Management and Outlook
The most important management strategy for secondary polycythemia is identifying and treating the underlying cause. For individuals with Obstructive Sleep Apnea, using a Continuous Positive Airway Pressure (CPAP) machine improves oxygenation during sleep and reduces the EPO drive. Similarly, quitting tobacco use is a direct and effective way to lower the blood cell count in smoking-related polycythemia.
For chronic lung conditions, treatments like low-flow oxygen therapy can correct chronic hypoxia and reduce the stimulus for red blood cell overproduction. If the polycythemia is due to a tumor inappropriately secreting EPO, surgical removal of the mass often resolves the condition.
When the hematocrit becomes dangerously high (usually above 60% to 65%), a procedure called phlebotomy may be necessary.
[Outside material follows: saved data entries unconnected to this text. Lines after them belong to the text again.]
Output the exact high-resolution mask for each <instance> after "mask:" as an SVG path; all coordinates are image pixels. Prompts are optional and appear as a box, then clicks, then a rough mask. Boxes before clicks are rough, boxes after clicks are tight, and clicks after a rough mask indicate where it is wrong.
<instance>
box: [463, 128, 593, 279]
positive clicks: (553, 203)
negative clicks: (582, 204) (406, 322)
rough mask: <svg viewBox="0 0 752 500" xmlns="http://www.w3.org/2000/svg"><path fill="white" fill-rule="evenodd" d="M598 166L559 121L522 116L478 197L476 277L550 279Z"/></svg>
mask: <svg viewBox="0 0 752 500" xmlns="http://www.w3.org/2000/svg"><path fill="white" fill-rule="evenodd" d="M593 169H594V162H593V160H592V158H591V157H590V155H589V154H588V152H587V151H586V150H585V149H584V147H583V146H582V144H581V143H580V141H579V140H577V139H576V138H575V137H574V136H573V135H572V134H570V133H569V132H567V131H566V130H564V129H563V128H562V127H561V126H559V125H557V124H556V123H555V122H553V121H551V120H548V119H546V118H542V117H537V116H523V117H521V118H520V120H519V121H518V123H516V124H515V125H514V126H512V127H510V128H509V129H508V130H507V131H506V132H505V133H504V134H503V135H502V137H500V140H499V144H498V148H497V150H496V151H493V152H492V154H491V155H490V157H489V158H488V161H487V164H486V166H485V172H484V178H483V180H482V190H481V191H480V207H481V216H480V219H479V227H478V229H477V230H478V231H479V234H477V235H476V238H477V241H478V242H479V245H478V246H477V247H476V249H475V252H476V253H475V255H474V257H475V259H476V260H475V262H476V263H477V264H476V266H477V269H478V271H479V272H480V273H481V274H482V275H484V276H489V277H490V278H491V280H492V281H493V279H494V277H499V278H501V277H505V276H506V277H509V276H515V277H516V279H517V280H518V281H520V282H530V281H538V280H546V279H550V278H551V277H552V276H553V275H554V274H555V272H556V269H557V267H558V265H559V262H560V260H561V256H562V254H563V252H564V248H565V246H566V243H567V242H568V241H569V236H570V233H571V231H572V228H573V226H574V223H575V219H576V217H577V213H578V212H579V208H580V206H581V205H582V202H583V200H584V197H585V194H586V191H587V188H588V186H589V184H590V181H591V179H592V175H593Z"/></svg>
Phlebotomy involves the temporary removal of a unit of blood to quickly reduce blood viscosity and mitigate thrombosis risk. This is a symptomatic treatment, not a cure, as the red blood cell count will rise again unless the underlying cause is managed. The overall outlook is closely tied to the prognosis of the condition that caused it, and effective management often stabilizes or resolves the polycythemia.